Neben der optischen Qualität hatte die Darstellung der Spielwelt aber noch ein ganz besonderes technisches Merkmal zu bieten. Das Spiel kam komplett ohne Ladezeiten aus. Man konnte im Grunde vom Startpunkt der Kampagne bis zu ihrem Ende durch alle verschiedenen Gebiete des Spiels laufen, ohne jemals auf einen Ladebildschirm zu treffen. Selbst das Betreten von Gebäuden und Dungeons erfolgte nahtlos. Davon konnte man selbst beim zweidimensionalen Genreprimus Diablo 2 nur träumen.
Zehn Jahre Erfolg, dann war Schluss
Dass die Entwickler mit ihrem ungewöhnlichen Design-Mix einen Nerv getroffen haben, zeigt sich dann spätestens beim weltweiten äußerst positiven Echo der Kritiker. Viele namhafte Spielemagazine vergaben Spitzenwertungen, die das Spiel zum drittbesten Rollenspiel des Jahres hinter Neverwinter Nights und The Elder Scrolls 3: Morrowind werden ließ. Am Thron von Diablo 2 konnte das Spiel am Ende zwar nicht so stark rütteln, wie im Vorfeld gemutmaßt. Dennoch bekamen Fans hier einen weiteren Ableger des Action-Rollenspiel-Genres, der auch bei den Testern der PC Games seine süchtig machende Sogwirkung nicht verfehlte.
Mit mehr als 1,7 Millionen verkauften Exemplaren war Dungeon Siege auch wirtschaftlich ein Erfolg. Es landete am Ende des Jahres 2002 in der Top 15 der meist verkauften Spiele des Jahres. Auch in Deutschland fand das Action-Rollenspiel großen Anklang. Fünf Monate nach Release erreichte der Titel die Marke von 100.000 verkauften Kopien im deutschsprachigen Raum.
Quelle: PC Games
Dungeon Siege 3 war 2011 der letzte Teil.
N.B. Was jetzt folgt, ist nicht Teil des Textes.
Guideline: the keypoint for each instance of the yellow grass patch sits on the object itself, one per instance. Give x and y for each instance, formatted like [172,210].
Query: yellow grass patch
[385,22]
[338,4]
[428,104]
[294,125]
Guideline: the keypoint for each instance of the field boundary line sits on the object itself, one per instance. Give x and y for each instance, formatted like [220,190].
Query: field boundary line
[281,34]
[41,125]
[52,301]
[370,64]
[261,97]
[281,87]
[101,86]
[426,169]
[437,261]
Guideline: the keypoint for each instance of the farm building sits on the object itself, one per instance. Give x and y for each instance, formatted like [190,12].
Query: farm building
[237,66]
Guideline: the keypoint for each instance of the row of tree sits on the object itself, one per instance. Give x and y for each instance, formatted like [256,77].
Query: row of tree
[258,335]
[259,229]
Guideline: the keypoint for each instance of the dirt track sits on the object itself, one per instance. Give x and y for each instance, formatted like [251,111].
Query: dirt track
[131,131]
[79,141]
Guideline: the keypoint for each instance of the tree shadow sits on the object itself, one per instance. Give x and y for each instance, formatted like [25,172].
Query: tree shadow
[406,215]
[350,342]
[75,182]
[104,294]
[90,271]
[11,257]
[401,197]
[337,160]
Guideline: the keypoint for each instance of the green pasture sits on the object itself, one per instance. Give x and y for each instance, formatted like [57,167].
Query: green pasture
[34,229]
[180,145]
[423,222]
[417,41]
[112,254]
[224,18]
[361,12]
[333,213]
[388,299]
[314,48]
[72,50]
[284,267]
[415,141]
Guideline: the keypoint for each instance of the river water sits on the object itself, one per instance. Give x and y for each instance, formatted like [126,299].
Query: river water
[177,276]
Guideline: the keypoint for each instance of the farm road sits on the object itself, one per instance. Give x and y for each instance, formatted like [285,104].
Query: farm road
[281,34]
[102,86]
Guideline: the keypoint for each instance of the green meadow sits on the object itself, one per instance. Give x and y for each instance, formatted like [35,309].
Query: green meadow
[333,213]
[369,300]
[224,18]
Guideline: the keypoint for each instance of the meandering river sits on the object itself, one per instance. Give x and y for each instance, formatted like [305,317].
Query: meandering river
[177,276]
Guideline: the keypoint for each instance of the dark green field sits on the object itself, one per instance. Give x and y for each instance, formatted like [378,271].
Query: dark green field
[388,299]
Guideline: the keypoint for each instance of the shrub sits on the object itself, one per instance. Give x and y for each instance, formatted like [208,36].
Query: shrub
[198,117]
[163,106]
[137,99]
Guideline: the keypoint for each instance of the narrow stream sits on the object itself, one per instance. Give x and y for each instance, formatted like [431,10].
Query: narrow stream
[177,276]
Seit dem ist es still geworden um die Reihe.
Einige Zeit nach Release veröffentlichten die Entwickler von Gas Powered Games den sogenannten Siege Editor. Die Tools, mit denen das Spiel entwickelt wurde, halfen eine treue Mod-Gemeinschaft rund um das Spiel aufzubauen. Da der Siege Editor sehr viele Möglichkeiten bot, stellten engagierte Fans gleich ganz eigene Spiele damit auf die Beine. Anderthalb Jahre nach Release erschien dann mit "Legends of Aranna" noch ein offizielles Erweiterungspaket, das eine neue Geschichte mit kaum verändertem Gameplay bot.
Der Erfolg von Dungeon Siege führte dann natürlich auch zur Entwicklung von Nachfolgern. 2005 erschien Dungeon Siege 2 und ein Jahr später mit Dungeon Siege: Throne of Agony ein eigener Ableger für die Playstation Portable. Noch einmal fünf Jahre später folgte Dungeon Siege 3. Das wurde jedoch von Obsidian Entertainment im Auftrag von Square Enix entwickelt, die inzwischen die Rechte an der Marke von Gas Powered Games gekauft hatten. Über einen vierten Teil wurde kurz spekuliert, als Obsidian im Jahr 2012 ein ominöses Project X anteaserte. Daraus sollte sich aber schließlich Pillars of Eternity entwickeln. Und so ist es jetzt seit elf Jahren ruhig um die Reihe geworden und die Marke verstaubt im Rechtekatalog von Square Enix. Wir hoffen hiermit einen kleinen Beitrag geleistet zu haben, damit Dungeon Siege nicht völlig in Vergessenheit gerät.